SAMBAS, SP - Forum Group Discussion (FGD) yang bertema "Solusi dan Pencegahan terhadap Fenomena Kekerasan Gen-Z di Kabupaten Sambas" digelar di Aula R.M. Bundo Kanduang, Sambas, Selasa (3/9/2024).
FGD yang diikuti puluhan peserta SMA/Sederajat dan sejumlah mahasiswa ini diadakan oleh Dinas Pendidikan dan Kebudayaan Sambas bekerjasama dengan Badan Eksekutif Mahasiswa (BEM) Institut Agama Islam Sultan Muhammad Syafiuddin (IAIS) Sambas, Cyber Borneo Nusantara (CBN), dan Polres Sambas.
Berdasarkan data Dinas Pemberdayaan Perempuan dan Perlindungan Anak, Pengendalian Penduduk, dan Keluarga Berencana (P3AP2KB) tahun 2022, tercatat ada sebanyak 53 kasus kekerasan seksual di wilayah yang dinahkodai Satono-Rofi.
Adapun untuk kategori usia remaja, kejadian hamil di luar nikah kerap terulang, belum lagi perundungan sesama teman sekolah, kontak fisik, sampai konvoi kendaraan secara liar dan merusak fasilitas publik, terasa begitu akrab menyapa telinga.
Selama bertugas menjaga keamanan dan ketertiban negara, Kasat Reskrim Polres Sambas, AKP Rahmad Kartono mengaku prihatin dengan kondisi yang ada.

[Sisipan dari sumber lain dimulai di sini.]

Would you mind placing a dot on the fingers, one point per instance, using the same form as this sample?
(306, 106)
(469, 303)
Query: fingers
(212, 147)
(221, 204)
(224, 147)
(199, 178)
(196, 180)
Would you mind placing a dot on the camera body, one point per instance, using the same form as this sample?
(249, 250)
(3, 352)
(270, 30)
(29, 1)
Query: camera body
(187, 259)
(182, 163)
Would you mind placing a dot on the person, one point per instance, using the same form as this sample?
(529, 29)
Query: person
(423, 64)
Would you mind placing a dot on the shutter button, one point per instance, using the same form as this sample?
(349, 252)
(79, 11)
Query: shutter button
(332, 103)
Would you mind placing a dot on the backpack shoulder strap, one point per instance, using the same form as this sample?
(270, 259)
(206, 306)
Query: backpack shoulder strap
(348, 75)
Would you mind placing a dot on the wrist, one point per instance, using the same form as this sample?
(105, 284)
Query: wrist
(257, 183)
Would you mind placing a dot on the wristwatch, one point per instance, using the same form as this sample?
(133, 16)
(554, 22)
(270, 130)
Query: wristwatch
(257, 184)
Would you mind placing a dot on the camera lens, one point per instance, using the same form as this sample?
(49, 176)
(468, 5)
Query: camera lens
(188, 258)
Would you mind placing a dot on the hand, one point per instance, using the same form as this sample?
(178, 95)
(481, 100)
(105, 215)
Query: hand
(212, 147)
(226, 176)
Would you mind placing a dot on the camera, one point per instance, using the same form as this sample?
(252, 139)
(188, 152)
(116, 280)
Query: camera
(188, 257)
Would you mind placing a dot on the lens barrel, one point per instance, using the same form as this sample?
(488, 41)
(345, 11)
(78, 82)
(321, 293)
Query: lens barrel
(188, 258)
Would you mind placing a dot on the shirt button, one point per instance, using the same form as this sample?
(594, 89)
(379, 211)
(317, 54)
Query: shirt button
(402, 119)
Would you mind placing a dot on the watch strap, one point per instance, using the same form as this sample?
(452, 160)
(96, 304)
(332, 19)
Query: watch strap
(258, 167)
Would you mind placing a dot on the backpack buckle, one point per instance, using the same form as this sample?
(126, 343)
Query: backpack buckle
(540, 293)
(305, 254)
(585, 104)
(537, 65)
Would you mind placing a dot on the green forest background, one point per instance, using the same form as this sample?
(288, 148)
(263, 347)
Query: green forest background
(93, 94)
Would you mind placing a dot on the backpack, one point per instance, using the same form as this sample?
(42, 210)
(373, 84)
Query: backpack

Meski baru tiga bulan ditempatkan di Polres Sambas, dia menanggung amanah berat sehubungan rentetan kasus kekerasan seksual yang menempati angka tertinggi di Kalbar.
Melalui FGD, tersebut dia mengajak Generasi Z dan Alpha agar mampu melindungi diri dari ancaman bullying, baik secara verbal maupun non-verbal.
Terlebih lagi, Negeri Muare Ulakan pada zaman dahulu dikenal dengan peradabannya yang luhur, berbudi pekerti tinggi, serta religius.
"Sambas di waktu lampau berjuluk ‘Serambi Mekkah’, namun kini nyaris hilang bekasnya, mengingat kasus asusila marak terjadi," AKP Rahmad.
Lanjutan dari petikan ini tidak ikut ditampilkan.